Paper manufacture, mainly from bamboo pulp, is only at the beginning of its possibilities, with an annual output of $2 million. Glass, soap, and acids hold out promise of great post-war development, on the basis of present already large production. India is the world’s largest producer of hides and skins, about half of which are now tanned in the country. Other industries which are forging ahead are the manufacture of cigarettes, electric bulbs, paint, insulators, and films.

India’s most serious deficiency is of petroleum, but this, and the shortage of high-grade coal, are compensated by hydro-electric power potentialities, estimated at 40 million horse power out of a world total of 300 million. Only about 500,000 horsepower has yet been harnessed.

The British have encouraged agriculture, with the result that in rice and tea production India is second only to China; as much wheat is grown as in Canada, more cane sugar than in any other country, cotton next to the U.S.A., and half the world crop of peanuts. India has a virtual world monopoly of jute and of lac, the resin from which are evolved gramaphone records, varnishes, etc.

Canada’s favourable balance of trade with India, which was recorded for the first time in 1941-42, underwent a large expansion in 1942-43, when the balance was almost seven times as great as during the previous year. There has, of course, been a tremendous increase in Canada’s trade with this pivotal defence centre of the east since war started. In 1939 exports to India totalled $5,396,000; this year they will reach $126 million. Imports from India in 1939 were $10,358,000; this year they will amount to $16 million. According to official Indian sources, Canada stood fifth among all sources of India’s imports during 1942-43.

Canadian goods imported into India continue to be made up, for the most part, of motor vehicles and parts, metals in various forms, tea-chest materials, newsprint, calcium carbide, acetic acid, and a number of other materials for the services or essential Indian industries. The trade in all types of foodstuffs and other consumer goods, which made up a substantial proportion of pre-war trade values, has disappeared completely, except for some shipments for exclusive use of the services.

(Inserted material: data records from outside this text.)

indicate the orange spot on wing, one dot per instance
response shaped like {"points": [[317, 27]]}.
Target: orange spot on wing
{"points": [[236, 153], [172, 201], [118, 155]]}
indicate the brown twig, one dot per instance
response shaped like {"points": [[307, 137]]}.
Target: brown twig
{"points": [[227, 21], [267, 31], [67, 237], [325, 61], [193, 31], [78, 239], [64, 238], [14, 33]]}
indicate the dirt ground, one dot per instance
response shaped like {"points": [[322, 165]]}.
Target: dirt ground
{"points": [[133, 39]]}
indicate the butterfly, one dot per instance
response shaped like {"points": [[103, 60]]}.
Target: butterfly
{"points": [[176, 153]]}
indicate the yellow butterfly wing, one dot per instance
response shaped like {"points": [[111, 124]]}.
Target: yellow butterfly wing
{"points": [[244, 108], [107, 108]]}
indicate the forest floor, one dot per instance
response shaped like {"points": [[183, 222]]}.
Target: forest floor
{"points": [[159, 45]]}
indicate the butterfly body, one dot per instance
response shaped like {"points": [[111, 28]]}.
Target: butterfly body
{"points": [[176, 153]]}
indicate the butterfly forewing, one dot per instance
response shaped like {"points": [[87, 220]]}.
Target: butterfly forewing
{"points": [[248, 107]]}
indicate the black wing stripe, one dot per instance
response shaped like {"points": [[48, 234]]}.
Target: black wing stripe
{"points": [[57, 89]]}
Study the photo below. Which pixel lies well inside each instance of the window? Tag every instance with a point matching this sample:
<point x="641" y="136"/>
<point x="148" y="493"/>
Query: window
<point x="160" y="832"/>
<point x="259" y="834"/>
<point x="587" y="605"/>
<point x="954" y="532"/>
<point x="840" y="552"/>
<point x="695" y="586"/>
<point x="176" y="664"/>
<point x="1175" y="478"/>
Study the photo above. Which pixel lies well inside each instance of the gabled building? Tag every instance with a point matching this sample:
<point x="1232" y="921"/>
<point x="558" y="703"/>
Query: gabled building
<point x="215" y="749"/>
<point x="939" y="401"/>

Indian trade to the Canadian market continues to include tea and gunny cloth as its principal components. Other items included chrome ore, peanut oil, castor oil, various coir products, shellac, and skins.

Out of this survey there emerges the plain fact that India is on the march industrially and commercially. In the immediate post-war years she will require help through the investment of skill and enterprise. If an alert Canada participates to her fullest possibilities, then East and West can march together to a prosperity neither has yet achieved.